What Could Cause a Marijuana Test to Show Up Positive?

Another thing you might be wondering is, “how can you get a false positive on a marijuana drug test?” Well, one of the most popular “urban myths” is that you can test positive through secondhand smoke inhalation (“passive inhalation”). However, studies have shown that this is virtually impossible.

Neither are you going to fail a drug test from eating hemp foods. Some people think that there are trace amounts of THC in hemp-based foods supplements. Examples of these include hemp protein powder, hemp seed, and hemp hearts. However, this is a complete myth. Nutritional hemp seeds do not contain THC (or any other active cannabinoids for that matter).

Here are a few other (more practical) reasons for what can cause a false positive on a marijuana drug test:

  • Taking Over-the-Counter NSAIDs: Studies have shown this to be incredibly improbable. However, over-the-counter Non-Steroidal Anti-Inflammatory Drugs (NSAIDs) such as Advil, Motrin, Aleve, etc. can skew initial EMIT screenings. They can do so to the point that they would show up positive. However, the subsequent MS/GC drug test would quickly correct the results and deem the EMIT as a “false positive.” Therefore, the potential employee would not be subject to any penalization.
  • Taking Efavirenz: Efavirenz (Sustiva) is a relatively common prescription medication for HIV/AIDS patients. It is known to cause false positives on both EMIT screenings and MS/GC tests.
  • Consuming CBD Oil: This is by far the most “worrisome” concern for cannabis users. It can end up causing both a failed drug screening and a failed drug test. Full-spectrum CBD oils (and other full-spectrum CBD products) do, in fact, contain trace amounts of THC. Therefore, if consumed frequently enough, THC-COOH metabolites can build up to high enough levels that users would fail a test. This can – and has – happened in the past. Unfortunately, there is typically not much you can do about it other than pleading with your MRO (medical review officer).

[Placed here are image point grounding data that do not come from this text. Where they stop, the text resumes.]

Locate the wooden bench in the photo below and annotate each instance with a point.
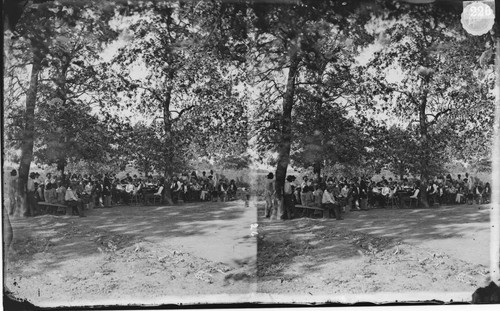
(313, 208)
(53, 207)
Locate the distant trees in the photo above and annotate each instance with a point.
(434, 62)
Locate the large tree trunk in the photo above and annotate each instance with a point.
(168, 139)
(28, 134)
(424, 141)
(286, 132)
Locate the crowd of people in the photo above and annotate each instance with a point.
(339, 195)
(105, 190)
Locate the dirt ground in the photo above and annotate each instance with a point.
(210, 253)
(414, 254)
(134, 254)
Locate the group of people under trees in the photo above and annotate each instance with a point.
(339, 195)
(105, 190)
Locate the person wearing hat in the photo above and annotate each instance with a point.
(306, 194)
(73, 201)
(30, 195)
(330, 204)
(269, 195)
(288, 202)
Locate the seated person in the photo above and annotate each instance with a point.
(414, 196)
(129, 191)
(231, 191)
(318, 195)
(73, 201)
(61, 193)
(204, 191)
(223, 188)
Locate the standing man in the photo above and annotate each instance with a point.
(329, 203)
(269, 194)
(288, 203)
(30, 195)
(13, 192)
(304, 196)
(73, 201)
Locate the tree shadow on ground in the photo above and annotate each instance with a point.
(60, 239)
(283, 244)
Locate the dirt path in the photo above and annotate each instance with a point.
(134, 254)
(434, 253)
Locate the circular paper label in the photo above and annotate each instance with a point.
(478, 18)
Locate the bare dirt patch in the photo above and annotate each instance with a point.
(329, 257)
(133, 253)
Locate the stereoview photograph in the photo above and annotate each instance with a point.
(228, 152)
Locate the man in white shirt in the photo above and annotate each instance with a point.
(288, 203)
(269, 195)
(73, 201)
(31, 194)
(129, 190)
(329, 202)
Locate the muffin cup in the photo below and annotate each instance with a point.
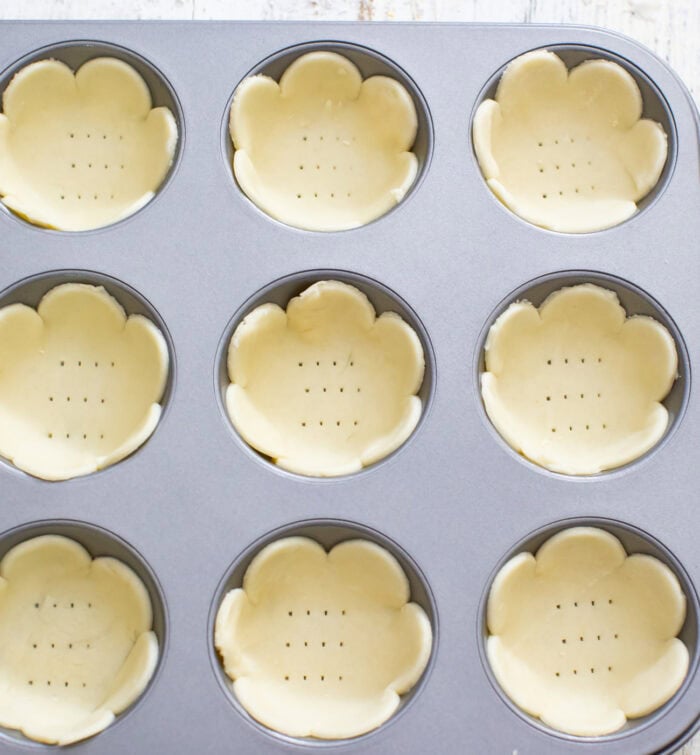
(320, 189)
(635, 303)
(89, 330)
(66, 649)
(102, 159)
(571, 188)
(327, 534)
(634, 541)
(329, 374)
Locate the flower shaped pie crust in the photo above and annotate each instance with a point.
(323, 150)
(77, 645)
(583, 636)
(83, 150)
(325, 387)
(576, 386)
(80, 383)
(322, 644)
(568, 150)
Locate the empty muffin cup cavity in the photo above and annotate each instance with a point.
(323, 631)
(590, 626)
(325, 373)
(582, 373)
(327, 137)
(88, 134)
(86, 373)
(82, 624)
(573, 139)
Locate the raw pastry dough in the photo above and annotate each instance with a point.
(575, 386)
(584, 636)
(75, 642)
(566, 150)
(322, 644)
(323, 149)
(83, 150)
(325, 387)
(80, 383)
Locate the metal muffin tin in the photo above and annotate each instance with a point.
(454, 499)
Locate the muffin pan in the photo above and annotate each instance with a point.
(454, 502)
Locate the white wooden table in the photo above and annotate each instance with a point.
(671, 28)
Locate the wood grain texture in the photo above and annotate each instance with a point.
(669, 27)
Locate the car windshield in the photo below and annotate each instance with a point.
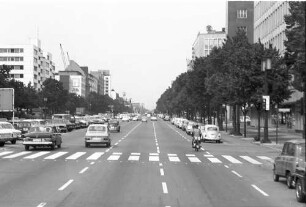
(97, 128)
(6, 126)
(40, 129)
(212, 129)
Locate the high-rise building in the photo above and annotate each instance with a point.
(240, 16)
(269, 24)
(29, 63)
(204, 42)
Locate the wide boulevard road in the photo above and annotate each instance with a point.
(148, 164)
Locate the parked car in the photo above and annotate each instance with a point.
(300, 177)
(43, 136)
(97, 134)
(285, 164)
(8, 133)
(113, 125)
(210, 132)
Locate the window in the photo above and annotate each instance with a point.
(242, 14)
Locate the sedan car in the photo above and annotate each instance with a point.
(285, 164)
(113, 125)
(210, 133)
(97, 134)
(41, 136)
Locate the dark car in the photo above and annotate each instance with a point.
(113, 125)
(41, 136)
(285, 164)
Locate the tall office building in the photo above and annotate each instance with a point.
(240, 16)
(204, 42)
(269, 24)
(29, 63)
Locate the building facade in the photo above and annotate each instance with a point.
(269, 23)
(205, 42)
(240, 16)
(29, 63)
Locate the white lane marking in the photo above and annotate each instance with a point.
(113, 157)
(5, 153)
(95, 156)
(208, 155)
(82, 171)
(214, 160)
(165, 189)
(261, 191)
(56, 155)
(17, 155)
(265, 158)
(236, 173)
(194, 159)
(36, 155)
(154, 158)
(133, 158)
(162, 173)
(42, 204)
(174, 159)
(251, 160)
(231, 159)
(75, 156)
(66, 185)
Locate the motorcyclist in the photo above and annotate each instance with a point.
(196, 135)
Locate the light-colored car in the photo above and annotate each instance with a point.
(153, 118)
(97, 134)
(41, 136)
(8, 133)
(210, 132)
(285, 164)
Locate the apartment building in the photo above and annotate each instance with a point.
(29, 63)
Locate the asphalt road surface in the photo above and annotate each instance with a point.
(148, 164)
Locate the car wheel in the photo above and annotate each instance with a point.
(289, 180)
(275, 176)
(300, 196)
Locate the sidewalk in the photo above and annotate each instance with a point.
(277, 140)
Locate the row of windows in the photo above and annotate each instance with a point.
(242, 14)
(11, 58)
(11, 50)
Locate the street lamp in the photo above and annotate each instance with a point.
(265, 66)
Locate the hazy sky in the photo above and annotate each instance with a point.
(143, 43)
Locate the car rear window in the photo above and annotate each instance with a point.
(97, 128)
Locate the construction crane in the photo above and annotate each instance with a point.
(63, 57)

You may take CBD oil or other CBD-infused products daily and are concerned about failing an upcoming drug test. If so, you may want to switch to CBD isolate oils instead, as these are 100% THC free.

Final Thoughts on the Difference Between a Drug Test and a Drug Screen

Well, hopefully, you now know the difference between a drug screen and a drug test. Simply put, drug screens are cheap options that provide employers with a quick and initial screening.

MS/GC drug tests are in-depth analysis that is used to verify and confirm the presence of THC and its metabolites. Remember, initial drug screenings are prone to false positives. So, if you fail one, verify with your employer that the screen has been confirmed with an MS/GC test. If you don’t, it could be the difference between having a job and not.